We wait with bated breath to reinvent ourselves, but no one wants to look cringe doing it. In plainer feelings, being a beginner again feels like a death sentence (even when we intellectually know we can only be beginners at this technological inflection point). And with employer to employee power asymmetry still so lopsided, there’s merit in being a faster horse than doing the hard work of becoming a car.
This shared anxiety unites us. I smell the intersection of top-down incentives to be efficient with bottoms-up incentives to inject new prestige in this role. We don’t want to be seen as simply moving data from point A to B anymore. There are enough medium-sized bets where we can say, “It’s worth trying something new, not just incremental.”

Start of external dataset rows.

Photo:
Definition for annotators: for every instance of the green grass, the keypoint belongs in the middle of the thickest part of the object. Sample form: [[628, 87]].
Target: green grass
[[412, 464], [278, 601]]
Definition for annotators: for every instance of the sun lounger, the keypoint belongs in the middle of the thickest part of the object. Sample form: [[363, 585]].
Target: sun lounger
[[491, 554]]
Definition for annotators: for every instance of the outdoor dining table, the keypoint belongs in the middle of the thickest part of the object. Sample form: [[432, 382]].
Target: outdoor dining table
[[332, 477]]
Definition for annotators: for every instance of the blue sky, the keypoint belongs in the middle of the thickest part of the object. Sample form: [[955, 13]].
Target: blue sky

We’ll see erratic behavior to take advantage of this prestige vacuum. There will be leaders who will pigeon-hold this to internal-only systems and gate keep customer-facing systems for “real” engineers. There will be departments that try to hog you and turn you into their shadow IT ad hoc request guy. We’ll see the Big 4 and large consulting firms fight like hell against the erosion of billable hours given how efficient you’ll become. We’ll see a proliferation of CLIs and integration frameworks designed for agent interoperability which will then inspire new startups to build platforms for this rising trend. We’ll see people reinvent the data orchestrator flavored for AI workflows: hatchet and dbos. We’ll see existing orchestrators do the same. We’ll see Fivetran push to solidify this new wave of behavior to get returns on their back to back acquisitions (Census, dbt Labs, Tobiko). We’ll be waiting for FAANG and AI companies to canonicalize a new title to model after. We’re waiting for the series of blogs from big tech bragging about what they did so the rest of us can copy/paste.
We’re waiting for permission. But the work isn’t waiting. It’s hiding in offer letters that don’t quite fit existing categories. The latent demand is manifest demand.
We’re just looking for a name to agree on.